There were no injuries in the explosions at the Swiss and Russian embassies on Tuesday, and police were able to intercept and detonate parcel bombs addressed to the Bulgarian, Chilean, and German embassies.

Today's bombs followed botched attempts to send explosive parcels to the office of French President Nicolas Sarkozy and the Dutch, Belgian, and Mexican embassies Monday. A suspicious package sent Tuesday to the office of German Chancellor Angela Merkel marked with the Greek economic ministry's return address may also be connected.

On Monday, the Greek police apprehended two men, ages 22 and 24 at a courier center in the Athens neighborhood of Pangrati. They were reportedly armed with pistols and bulletproof vests and allegedly caught with explosive parcels. A courier company employee became suspicious of the men because of their wigs and baseball caps.

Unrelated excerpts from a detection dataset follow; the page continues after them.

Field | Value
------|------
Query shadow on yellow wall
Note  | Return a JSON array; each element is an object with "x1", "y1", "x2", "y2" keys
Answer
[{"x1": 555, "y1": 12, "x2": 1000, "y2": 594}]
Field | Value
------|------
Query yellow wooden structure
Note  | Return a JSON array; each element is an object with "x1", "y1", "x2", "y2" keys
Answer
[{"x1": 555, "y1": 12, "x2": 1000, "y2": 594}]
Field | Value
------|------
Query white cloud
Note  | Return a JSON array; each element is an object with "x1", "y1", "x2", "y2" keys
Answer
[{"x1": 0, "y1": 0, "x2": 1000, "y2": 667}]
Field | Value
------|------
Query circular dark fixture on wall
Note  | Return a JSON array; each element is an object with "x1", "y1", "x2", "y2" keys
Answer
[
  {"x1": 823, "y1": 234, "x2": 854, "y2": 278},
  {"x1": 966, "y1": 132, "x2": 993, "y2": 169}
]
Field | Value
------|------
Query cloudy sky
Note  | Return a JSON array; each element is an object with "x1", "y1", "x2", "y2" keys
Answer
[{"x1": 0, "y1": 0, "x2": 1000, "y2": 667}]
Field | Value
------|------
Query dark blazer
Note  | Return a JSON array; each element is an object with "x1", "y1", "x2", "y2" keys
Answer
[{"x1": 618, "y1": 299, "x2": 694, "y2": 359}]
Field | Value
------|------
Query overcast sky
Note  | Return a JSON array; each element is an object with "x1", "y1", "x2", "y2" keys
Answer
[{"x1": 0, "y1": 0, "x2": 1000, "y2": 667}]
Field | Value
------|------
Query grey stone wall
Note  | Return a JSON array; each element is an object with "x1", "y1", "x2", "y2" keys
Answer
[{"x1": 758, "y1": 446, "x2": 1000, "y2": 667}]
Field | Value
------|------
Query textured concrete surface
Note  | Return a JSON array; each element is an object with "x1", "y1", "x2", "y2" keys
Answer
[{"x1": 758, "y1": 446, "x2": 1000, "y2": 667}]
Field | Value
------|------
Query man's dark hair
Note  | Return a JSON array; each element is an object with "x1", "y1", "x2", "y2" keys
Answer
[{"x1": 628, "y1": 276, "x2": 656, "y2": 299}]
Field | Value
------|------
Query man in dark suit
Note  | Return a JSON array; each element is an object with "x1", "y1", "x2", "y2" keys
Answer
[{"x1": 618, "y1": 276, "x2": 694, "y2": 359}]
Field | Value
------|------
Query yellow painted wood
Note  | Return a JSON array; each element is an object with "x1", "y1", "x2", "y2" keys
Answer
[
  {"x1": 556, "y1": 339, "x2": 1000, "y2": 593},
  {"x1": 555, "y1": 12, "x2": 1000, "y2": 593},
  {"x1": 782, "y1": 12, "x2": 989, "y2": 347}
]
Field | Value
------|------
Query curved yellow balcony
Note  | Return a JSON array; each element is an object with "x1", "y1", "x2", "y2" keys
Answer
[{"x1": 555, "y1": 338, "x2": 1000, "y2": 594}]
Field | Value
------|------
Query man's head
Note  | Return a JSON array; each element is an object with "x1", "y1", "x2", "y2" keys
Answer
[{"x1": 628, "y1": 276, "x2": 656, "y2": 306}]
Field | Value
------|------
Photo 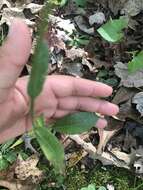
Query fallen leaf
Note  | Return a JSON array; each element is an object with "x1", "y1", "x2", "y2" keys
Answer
[
  {"x1": 114, "y1": 62, "x2": 143, "y2": 88},
  {"x1": 74, "y1": 15, "x2": 94, "y2": 35},
  {"x1": 132, "y1": 92, "x2": 143, "y2": 116},
  {"x1": 65, "y1": 47, "x2": 87, "y2": 61}
]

The younger of the two suspects has been identified as the member of SPF, one of the groups that has risen to prominence in the last few years, especialy since Dec. 6, 2008 when the shooting death of a 15-year-old boy by police set off nationwide youth riots.

Embassies in Greece have been on full alert following the bombings that began Monday. The German and Bulgarian embassies notified the police of suspicious packages and they were disposed of in controlled detonations. A courier handed over another package addressed to the Chilean embassy.

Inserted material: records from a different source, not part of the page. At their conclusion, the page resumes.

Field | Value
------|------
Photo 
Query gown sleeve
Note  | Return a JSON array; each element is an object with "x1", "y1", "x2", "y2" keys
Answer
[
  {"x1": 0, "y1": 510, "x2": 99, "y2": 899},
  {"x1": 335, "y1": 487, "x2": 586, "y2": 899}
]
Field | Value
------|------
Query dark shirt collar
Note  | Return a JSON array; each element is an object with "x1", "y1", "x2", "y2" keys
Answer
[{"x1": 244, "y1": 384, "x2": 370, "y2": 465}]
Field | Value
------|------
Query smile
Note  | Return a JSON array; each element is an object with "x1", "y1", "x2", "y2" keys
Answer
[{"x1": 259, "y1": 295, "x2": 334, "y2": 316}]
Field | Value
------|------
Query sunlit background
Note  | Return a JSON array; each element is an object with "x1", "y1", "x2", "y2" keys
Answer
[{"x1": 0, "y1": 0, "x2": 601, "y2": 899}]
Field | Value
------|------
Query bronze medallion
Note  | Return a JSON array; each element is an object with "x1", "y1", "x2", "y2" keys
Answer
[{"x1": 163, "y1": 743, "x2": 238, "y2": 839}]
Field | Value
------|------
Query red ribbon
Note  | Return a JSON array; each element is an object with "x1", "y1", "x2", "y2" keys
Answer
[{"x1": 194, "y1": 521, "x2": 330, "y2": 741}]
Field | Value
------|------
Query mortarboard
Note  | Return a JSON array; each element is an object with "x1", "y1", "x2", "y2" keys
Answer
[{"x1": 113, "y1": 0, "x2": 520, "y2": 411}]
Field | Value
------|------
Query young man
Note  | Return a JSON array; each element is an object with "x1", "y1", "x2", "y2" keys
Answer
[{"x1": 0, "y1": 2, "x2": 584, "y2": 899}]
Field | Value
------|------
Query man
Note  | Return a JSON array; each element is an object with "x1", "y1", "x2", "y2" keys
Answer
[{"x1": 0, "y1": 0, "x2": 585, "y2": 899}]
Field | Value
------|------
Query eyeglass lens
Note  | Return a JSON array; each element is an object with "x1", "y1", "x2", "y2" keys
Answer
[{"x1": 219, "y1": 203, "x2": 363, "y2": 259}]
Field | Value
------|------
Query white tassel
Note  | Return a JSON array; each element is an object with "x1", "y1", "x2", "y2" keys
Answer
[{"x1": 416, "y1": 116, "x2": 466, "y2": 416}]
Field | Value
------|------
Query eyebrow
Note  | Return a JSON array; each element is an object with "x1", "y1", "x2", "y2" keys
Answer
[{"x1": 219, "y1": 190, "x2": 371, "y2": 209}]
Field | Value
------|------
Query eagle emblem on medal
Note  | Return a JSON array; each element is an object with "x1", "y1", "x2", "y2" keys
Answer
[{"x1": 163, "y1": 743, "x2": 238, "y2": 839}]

Greeks have become somewhat accustomed to anarchists setting off bombs from time to time, typically without injury. But this recent increase, coupled with several recent fatalities, will do little to generate much sympathy for their cause, say security experts. An Afghan boy and his mother were killed in March when he accidentally set off a bomb while rummaging through a dumpster. On June 24, a booby-trapped parcel addressed to minister Michalis Chrisochoides killed top aide George Vassilakis.

"Greeks have an understanding with their terrorists,” Mr. Kiesling says. “You don't hurt anybody and we don't look for you too hard."

The mistakes made by the two men caught on Monday practically delivered them to the police, Kiesling says.

“The members of these groups are young amateurs,” adds Ms. Bossis. “But they are inventive amateurs and dangerous.”